The intersection point is $(1,2)$, which satisfies both equations.

Column Picture

The Column Picture focuses on expressing the equations as combinations of column vectors. For a system like:

$$\left[\left(\begin{array}{cc}1& -1\\ 2& 1\end{array}\right)\left(\begin{array}{c}x\\ y\end{array}\right)=\left(\begin{array}{c}-1\\ 4\end{array}\right)\right]$$

• The first column vector is $v_1=\left(\begin{array}{c}1\\ 2\end{array}\right)$, multiplied by $x$.
• The second column vector is $v_2=\left(\begin{array}{c}-1\\ 1\end{array}\right)$, multiplied by $y$.
• The right-hand side is the result vector $v_3=\left(\begin{array}{c}-1\\ 4\end{array}\right)$.

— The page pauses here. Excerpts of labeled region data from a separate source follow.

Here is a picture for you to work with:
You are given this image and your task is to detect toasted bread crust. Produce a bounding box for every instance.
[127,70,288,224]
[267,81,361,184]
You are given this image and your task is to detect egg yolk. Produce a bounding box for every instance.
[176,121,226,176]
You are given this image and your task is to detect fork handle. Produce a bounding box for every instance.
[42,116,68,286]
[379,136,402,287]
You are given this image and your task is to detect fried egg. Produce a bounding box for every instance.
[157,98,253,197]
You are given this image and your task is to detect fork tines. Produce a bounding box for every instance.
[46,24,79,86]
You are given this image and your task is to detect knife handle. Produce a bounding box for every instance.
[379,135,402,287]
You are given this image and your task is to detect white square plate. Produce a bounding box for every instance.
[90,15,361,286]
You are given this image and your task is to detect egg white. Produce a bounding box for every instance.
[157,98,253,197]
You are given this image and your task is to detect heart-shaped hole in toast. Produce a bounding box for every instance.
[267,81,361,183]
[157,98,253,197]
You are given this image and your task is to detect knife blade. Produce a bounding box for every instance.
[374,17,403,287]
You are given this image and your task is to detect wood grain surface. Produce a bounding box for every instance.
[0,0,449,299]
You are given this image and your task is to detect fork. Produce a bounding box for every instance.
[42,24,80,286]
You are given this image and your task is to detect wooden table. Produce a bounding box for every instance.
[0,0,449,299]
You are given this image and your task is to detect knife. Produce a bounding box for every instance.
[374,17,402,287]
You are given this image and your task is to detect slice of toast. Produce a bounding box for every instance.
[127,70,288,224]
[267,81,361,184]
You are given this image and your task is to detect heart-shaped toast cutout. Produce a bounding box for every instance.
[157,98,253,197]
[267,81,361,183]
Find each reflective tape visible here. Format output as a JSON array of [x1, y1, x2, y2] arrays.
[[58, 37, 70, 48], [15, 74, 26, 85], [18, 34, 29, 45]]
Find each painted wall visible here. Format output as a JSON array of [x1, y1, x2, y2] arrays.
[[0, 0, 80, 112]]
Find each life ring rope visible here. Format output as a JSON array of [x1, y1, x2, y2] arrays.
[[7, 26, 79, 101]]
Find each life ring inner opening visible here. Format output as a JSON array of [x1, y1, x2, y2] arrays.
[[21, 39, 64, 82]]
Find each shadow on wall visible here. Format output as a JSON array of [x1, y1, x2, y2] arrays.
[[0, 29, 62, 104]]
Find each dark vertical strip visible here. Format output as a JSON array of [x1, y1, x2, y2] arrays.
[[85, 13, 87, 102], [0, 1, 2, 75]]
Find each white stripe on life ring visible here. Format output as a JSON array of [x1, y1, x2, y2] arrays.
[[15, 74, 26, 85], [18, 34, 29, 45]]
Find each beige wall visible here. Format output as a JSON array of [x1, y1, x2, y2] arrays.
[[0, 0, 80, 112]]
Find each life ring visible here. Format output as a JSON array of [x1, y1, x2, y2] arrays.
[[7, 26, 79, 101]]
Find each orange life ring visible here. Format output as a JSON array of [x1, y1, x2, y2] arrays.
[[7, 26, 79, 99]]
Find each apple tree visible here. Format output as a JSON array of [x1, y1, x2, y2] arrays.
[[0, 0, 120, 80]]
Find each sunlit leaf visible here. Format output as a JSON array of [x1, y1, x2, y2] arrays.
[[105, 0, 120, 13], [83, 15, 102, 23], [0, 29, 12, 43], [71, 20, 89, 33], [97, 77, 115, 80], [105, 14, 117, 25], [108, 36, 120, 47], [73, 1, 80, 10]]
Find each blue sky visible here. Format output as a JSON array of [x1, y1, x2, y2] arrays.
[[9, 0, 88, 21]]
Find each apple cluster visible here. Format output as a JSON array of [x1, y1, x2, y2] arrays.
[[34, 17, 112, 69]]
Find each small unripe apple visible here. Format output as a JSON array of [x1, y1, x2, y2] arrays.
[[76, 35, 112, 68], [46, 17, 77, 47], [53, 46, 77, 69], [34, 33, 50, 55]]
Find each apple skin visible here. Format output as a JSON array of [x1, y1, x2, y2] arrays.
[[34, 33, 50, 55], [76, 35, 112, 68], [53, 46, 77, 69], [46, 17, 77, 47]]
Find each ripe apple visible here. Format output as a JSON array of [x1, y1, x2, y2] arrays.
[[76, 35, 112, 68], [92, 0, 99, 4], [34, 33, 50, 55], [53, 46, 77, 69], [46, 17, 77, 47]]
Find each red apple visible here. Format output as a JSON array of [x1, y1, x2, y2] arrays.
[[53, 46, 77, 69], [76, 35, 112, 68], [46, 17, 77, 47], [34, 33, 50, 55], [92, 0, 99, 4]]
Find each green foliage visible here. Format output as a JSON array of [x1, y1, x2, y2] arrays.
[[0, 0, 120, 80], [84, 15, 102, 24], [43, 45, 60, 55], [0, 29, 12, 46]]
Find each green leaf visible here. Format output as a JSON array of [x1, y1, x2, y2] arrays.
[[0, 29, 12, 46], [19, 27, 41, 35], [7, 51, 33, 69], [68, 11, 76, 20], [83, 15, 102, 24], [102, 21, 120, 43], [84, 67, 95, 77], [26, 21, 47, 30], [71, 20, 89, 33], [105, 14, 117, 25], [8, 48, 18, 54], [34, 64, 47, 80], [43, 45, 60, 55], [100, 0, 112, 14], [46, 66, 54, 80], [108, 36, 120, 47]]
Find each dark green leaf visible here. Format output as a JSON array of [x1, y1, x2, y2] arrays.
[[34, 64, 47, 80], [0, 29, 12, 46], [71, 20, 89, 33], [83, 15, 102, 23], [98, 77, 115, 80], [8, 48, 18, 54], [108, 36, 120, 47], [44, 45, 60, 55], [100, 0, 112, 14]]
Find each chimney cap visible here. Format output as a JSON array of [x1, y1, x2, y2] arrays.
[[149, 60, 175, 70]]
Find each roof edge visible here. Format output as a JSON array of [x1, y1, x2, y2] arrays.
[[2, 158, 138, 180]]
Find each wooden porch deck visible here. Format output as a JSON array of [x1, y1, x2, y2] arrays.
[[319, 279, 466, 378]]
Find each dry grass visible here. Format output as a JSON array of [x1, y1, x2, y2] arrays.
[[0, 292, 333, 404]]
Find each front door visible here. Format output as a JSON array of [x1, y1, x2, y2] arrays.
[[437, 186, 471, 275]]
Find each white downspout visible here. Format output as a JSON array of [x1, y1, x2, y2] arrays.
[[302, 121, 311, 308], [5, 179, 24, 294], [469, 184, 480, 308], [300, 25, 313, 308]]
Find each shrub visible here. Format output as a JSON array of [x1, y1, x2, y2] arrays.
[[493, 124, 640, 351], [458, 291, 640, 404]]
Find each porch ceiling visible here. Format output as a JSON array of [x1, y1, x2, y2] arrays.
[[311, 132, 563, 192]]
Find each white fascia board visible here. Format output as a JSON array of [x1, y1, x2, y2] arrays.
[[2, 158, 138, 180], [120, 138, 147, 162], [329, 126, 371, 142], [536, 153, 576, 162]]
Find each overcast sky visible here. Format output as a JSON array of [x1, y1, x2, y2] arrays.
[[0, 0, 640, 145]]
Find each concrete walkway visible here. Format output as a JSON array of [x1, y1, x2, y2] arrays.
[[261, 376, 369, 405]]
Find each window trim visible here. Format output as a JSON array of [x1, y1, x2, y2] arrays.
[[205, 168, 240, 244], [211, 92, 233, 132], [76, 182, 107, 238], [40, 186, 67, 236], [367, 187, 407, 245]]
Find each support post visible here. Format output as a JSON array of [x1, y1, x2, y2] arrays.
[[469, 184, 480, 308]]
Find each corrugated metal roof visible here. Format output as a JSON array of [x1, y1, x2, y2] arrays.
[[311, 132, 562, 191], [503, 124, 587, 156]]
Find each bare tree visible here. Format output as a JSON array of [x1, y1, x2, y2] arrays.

The equation can be rewritten as:

$$x\left(\begin{array}{c}1\\ 2\end{array}\right)+y\left(\begin{array}{c}-1\\ 1\end{array}\right)=\left(\begin{array}{c}-1\\ 4\end{array}\right)$$

Geometrically, this means the vector $\left(\begin{array}{c}-1\\ 4\end{array}\right)$ can be expressed as a linear combination of $\left(\begin{array}{c}1\\ 2\end{array}\right)$ and $\left(\begin{array}{c}-1\\ 1\end{array}\right)$. The coefficients of this combination are $x$ and $y$.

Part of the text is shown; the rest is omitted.